Matthijs H.S. de Buck1, Peter Jezzard1, and Aaron T. Hess2
1Wellcome Centre for Integrative Neuroimaging, FMRIB Division, Nuffield Department of Clinical Neurosciences, University of Oxford, Oxford, United Kingdom, 2Oxford Centre for Clinical Magnetic Resonance Research, Department of Cardiovascular Medicine, University of Oxford, Oxford, United Kingdom
Synopsis
Personalized electromagnetic simulation models can be
generated by segmenting MR-images. However, it is unclear how many tissue types
are required for accurate 7T head models. Here, a clustering approach is used
to determine the error in the simulated pTx SAR for models with different
numbers of tissue types (clusters). Models consisting of only four different
tissue types plus air were found to consistently generate low errors for human
body-models of different ages and genders. Using the proposed method, it should
be possible to operate scanners closer to the true SAR limits due to improved
estimations of the actual patient-specific SAR.
Introduction
The Specific Absorption Rate (SAR) is a limiting factor
in many MRI scans. Computational simulations based on high-resolution human
body models can be used to estimate SAR, but such models are not available for
individual patients in a clinical setting. To account for inter-patient
variability, which makes it difficult to accurately determine the pTx SAR distribution
for individual patients, an additional uncertainty margin of up to 50%1
is required. Previous work has generated personalized SAR models from fat,
lung, and water images for 3T whole-body MRI2, and based on fat,
muscle, and skin-images for prostate at 7T3, but it remains unclear
how this translates to 7T-pTx4 in the head. Warping of well-characterised
models to match the anatomy of individual patients has been studied for 7T-pTx head
coils5, but was found to result in limited improvement in accuracy
of the simulations. Here, we determine a minimum number of tissue compartments required
to accurately predict SAR for 7T-pTx. These results are useful for identifying
a minimum set of tissue contrasts required to generate personalized SAR models
by segmenting MR images. Methods
High-resolution human body models from the Virtual Population v3.0 (ViP)

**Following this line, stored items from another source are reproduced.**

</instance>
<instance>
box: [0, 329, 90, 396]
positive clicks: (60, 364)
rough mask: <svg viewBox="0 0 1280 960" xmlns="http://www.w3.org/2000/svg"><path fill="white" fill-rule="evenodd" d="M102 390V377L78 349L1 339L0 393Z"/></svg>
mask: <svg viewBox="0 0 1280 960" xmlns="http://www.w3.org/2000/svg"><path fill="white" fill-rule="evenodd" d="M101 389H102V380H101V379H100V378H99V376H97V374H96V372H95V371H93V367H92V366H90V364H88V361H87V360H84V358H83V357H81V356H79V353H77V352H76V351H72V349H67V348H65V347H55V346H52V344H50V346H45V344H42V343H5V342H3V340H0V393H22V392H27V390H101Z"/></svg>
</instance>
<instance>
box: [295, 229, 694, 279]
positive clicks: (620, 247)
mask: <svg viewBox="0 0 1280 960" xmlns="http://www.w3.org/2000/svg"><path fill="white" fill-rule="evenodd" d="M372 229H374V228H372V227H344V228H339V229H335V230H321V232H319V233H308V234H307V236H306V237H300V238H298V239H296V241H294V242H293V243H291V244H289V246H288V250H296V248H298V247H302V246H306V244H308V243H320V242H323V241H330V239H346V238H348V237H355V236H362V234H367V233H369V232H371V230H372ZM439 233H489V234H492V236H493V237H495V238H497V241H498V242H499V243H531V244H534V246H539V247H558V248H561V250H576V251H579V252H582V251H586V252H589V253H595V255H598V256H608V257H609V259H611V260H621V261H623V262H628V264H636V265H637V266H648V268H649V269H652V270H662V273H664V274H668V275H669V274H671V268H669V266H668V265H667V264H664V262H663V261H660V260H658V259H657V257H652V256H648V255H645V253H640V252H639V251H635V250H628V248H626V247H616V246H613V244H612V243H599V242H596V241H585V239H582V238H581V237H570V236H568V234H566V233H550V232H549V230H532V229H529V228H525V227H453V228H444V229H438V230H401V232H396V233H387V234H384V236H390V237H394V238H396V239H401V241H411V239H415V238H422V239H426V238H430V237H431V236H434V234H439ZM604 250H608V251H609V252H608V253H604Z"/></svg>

provided by the IT’IS Foundation (Zurich, Switzerland)6 were used
for simulations. The approximately 40 different tissue types within the
simulated head regions of the ViP Duke (male, 34 y, 1.77 m), Ella (female, 26
y, 1.63 m), and Thelonious (male, 6 y, 1.15 m) models were grouped into simplified
clusters of tissues using a k-means7 clustering approach in a
conductivity-permittivity-density hyperspace, in which models consisting of
between 1 and 6 clusters were generated. The tissues in each cluster were assigned
optimized values for the dielectric properties based on the results of the
k-means clustering. Electromagnetic SAR simulations were carried out using the
software package Sim4Life by Zurich MedTech (ZMT, Zurich, Switzerland) at the 7T
hydrogen frequency of 298 MHz. An optimized 8-channel pTx-coil with a
normalized total input power of 1 W was used to carry out the simulations. The
simulation setup with Duke in the coil is shown in Figure 1. For each clustered
model, a comparison was made between the simulation results of the full
40-tissue model and those of the respective simplified n-cluster model. After running simulations in Sim4Life, a Q-matrix8
was calculated9 for every voxel in the model to determine the voxel’s
overall maximum SAR for all possible B1-shims10,11. In
addition, the Q-matrices were used to assess the peak-SAR and the SAR distribution
for 500 random, normalized B1 shims. 10-gram averaging volumes,
determined in accordance with the IEEE/IEC 62704-1 standard12, were
used for calculating all SAR values. Once the optimal set of clusters was
established for Duke, the model was applied to both Ella and Thelonious, and
the resulting SARs were compared to the simulation results for the respective
full models.Results
The ‘ground truth’ SAR distributions for the original 40-tissue
Duke model are shown in Figure 2. The clustered segmentation of these tissues
in Duke for both the original model and a 5-cluster case can be seen in Figure 3.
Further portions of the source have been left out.